My brother just printed up a bunch of stuff from this site that my dad handed to me. I have only glanced at it so far. 

Any of you guys have any input on this site before I do some digging?


----------



## panta dokimazete (Mar 10, 2007)

I looked at his stuff at one time - he is a *solo*-scriptura, crackpot type...if I remember correctly...


----------



## panta dokimazete (Mar 10, 2007)

Yeah - this is the same guy - one proof of his heretical standpoints is he denies the Trinity - using all the tired "proofs"....



> As I said before, one cannot be both "of" something or someone and at the same time "be" that something or someone. There is certainly no trilateral, triune, trinity of God here!
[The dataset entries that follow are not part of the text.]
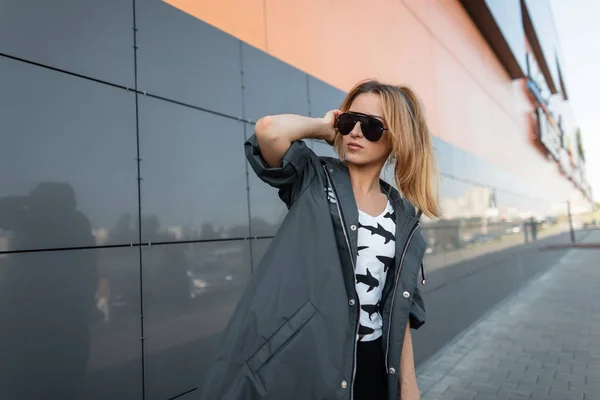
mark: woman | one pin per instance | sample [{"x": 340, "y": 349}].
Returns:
[{"x": 327, "y": 313}]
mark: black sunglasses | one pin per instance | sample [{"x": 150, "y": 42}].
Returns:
[{"x": 371, "y": 127}]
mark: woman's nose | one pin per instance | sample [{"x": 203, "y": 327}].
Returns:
[{"x": 356, "y": 131}]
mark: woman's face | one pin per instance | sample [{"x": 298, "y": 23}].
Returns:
[{"x": 357, "y": 149}]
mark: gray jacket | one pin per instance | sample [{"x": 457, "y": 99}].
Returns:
[{"x": 293, "y": 334}]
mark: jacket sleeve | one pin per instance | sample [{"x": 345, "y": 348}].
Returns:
[
  {"x": 417, "y": 310},
  {"x": 292, "y": 177}
]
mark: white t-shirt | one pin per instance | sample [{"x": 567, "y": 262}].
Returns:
[{"x": 376, "y": 250}]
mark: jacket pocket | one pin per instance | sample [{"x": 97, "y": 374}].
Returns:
[{"x": 282, "y": 337}]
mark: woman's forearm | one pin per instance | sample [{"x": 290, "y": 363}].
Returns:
[{"x": 409, "y": 389}]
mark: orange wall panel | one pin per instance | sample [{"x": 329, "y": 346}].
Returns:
[
  {"x": 342, "y": 43},
  {"x": 243, "y": 19},
  {"x": 430, "y": 45}
]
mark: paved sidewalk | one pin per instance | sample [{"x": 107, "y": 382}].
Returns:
[{"x": 541, "y": 344}]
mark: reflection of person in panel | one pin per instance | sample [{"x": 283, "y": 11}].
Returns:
[
  {"x": 328, "y": 311},
  {"x": 46, "y": 297}
]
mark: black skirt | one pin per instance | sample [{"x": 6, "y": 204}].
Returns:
[{"x": 370, "y": 382}]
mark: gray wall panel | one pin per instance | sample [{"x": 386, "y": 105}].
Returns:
[
  {"x": 57, "y": 341},
  {"x": 87, "y": 37},
  {"x": 507, "y": 14},
  {"x": 68, "y": 145},
  {"x": 184, "y": 59},
  {"x": 271, "y": 86},
  {"x": 190, "y": 291}
]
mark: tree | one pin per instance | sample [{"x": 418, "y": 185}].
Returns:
[{"x": 579, "y": 144}]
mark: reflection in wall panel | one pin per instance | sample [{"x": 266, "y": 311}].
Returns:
[
  {"x": 194, "y": 174},
  {"x": 85, "y": 37},
  {"x": 259, "y": 247},
  {"x": 67, "y": 160},
  {"x": 182, "y": 58},
  {"x": 190, "y": 291},
  {"x": 70, "y": 325}
]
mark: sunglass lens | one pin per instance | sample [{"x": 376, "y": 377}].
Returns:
[
  {"x": 346, "y": 123},
  {"x": 372, "y": 128}
]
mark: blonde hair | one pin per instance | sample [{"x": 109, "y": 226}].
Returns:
[{"x": 415, "y": 169}]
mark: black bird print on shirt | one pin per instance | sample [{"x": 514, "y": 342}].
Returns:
[
  {"x": 371, "y": 309},
  {"x": 380, "y": 230},
  {"x": 386, "y": 261},
  {"x": 364, "y": 331},
  {"x": 368, "y": 280},
  {"x": 391, "y": 215}
]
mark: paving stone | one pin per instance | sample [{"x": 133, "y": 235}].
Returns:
[{"x": 543, "y": 343}]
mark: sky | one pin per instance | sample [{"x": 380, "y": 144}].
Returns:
[{"x": 578, "y": 33}]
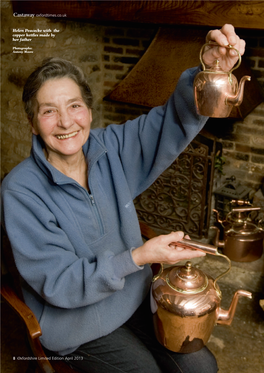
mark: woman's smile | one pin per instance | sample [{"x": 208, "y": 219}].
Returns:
[
  {"x": 67, "y": 136},
  {"x": 62, "y": 119}
]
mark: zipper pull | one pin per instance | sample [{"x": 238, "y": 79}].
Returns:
[{"x": 91, "y": 199}]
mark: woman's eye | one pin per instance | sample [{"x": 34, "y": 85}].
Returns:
[{"x": 46, "y": 112}]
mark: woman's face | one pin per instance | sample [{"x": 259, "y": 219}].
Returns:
[{"x": 62, "y": 118}]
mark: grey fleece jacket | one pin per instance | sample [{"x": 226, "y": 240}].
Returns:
[{"x": 73, "y": 249}]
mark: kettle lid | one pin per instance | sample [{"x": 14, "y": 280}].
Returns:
[{"x": 187, "y": 279}]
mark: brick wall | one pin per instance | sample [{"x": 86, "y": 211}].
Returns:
[{"x": 242, "y": 142}]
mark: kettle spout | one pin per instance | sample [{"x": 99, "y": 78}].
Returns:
[
  {"x": 216, "y": 241},
  {"x": 226, "y": 317},
  {"x": 238, "y": 98}
]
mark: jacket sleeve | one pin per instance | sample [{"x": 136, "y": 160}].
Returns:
[
  {"x": 47, "y": 260},
  {"x": 149, "y": 144}
]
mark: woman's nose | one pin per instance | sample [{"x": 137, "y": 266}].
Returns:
[{"x": 65, "y": 119}]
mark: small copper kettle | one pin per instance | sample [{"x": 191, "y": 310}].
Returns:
[
  {"x": 217, "y": 91},
  {"x": 187, "y": 304},
  {"x": 242, "y": 239}
]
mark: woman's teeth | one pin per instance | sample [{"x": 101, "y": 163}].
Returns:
[{"x": 62, "y": 137}]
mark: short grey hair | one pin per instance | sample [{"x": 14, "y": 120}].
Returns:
[{"x": 53, "y": 68}]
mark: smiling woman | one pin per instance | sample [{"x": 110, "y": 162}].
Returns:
[
  {"x": 79, "y": 249},
  {"x": 63, "y": 121},
  {"x": 58, "y": 102}
]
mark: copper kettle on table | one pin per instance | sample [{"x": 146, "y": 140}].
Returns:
[
  {"x": 217, "y": 91},
  {"x": 187, "y": 303},
  {"x": 242, "y": 238}
]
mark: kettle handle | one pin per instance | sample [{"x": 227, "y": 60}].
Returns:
[
  {"x": 226, "y": 46},
  {"x": 206, "y": 248}
]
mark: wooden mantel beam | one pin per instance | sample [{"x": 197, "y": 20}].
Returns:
[{"x": 242, "y": 14}]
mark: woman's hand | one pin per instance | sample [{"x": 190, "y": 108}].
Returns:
[
  {"x": 163, "y": 249},
  {"x": 227, "y": 57}
]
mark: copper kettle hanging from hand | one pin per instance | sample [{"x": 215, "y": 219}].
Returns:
[
  {"x": 217, "y": 91},
  {"x": 186, "y": 303}
]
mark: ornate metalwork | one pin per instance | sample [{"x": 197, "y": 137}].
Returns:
[{"x": 177, "y": 199}]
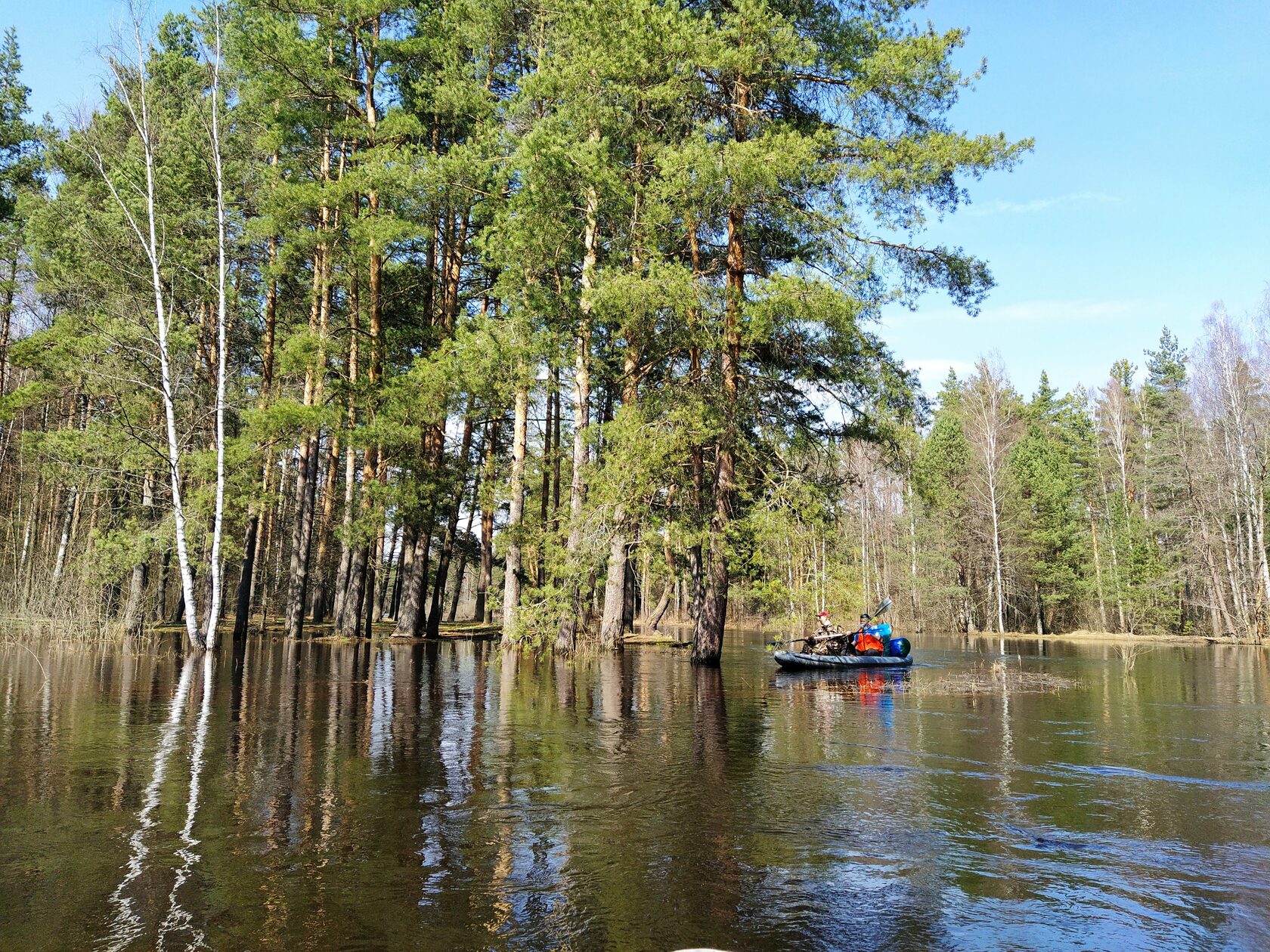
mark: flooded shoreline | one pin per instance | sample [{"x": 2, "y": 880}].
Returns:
[{"x": 448, "y": 795}]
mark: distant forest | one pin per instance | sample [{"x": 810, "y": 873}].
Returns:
[{"x": 562, "y": 319}]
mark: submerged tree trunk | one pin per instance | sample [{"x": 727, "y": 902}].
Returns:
[
  {"x": 516, "y": 513},
  {"x": 448, "y": 545},
  {"x": 708, "y": 638}
]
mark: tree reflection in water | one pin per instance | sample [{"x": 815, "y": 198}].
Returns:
[{"x": 126, "y": 924}]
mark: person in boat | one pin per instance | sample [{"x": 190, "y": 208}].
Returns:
[{"x": 864, "y": 641}]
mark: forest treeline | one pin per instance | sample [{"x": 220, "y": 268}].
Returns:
[{"x": 559, "y": 317}]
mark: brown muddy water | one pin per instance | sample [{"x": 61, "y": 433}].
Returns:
[{"x": 448, "y": 796}]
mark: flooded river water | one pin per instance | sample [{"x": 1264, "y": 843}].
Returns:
[{"x": 435, "y": 796}]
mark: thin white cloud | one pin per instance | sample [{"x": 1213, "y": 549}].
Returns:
[
  {"x": 1042, "y": 205},
  {"x": 932, "y": 371},
  {"x": 1045, "y": 310}
]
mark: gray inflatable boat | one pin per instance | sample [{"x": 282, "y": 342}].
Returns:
[{"x": 797, "y": 660}]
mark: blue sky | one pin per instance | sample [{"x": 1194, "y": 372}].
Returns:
[{"x": 1145, "y": 201}]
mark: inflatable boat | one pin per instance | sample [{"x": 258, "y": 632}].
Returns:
[{"x": 797, "y": 660}]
oy...he is a law unto himself...thus not to be trusted...


----------



## crhoades (Mar 10, 2007)

Also after a quick skim of the site he denies eternal punishment in hell and is a universalist saying that all will be saved. So yes. This guy is cultish/false prophet.


----------



## caddy (Mar 10, 2007)

^
Agreed.


----------



## caddy (Mar 29, 2007)

http://www.puritanboard.com/showthread.php?t=20268

In order to combine with this thread. if Possible

I understand that bible-truths site is not sound, but does anyone have anymore input on a more specific basis?


----------



## caddy (Mar 29, 2007)

L.Ray Smith:

http://www.tektonics.org/qt/smithlr02.html

http://bible-truths.com/student.htm


----------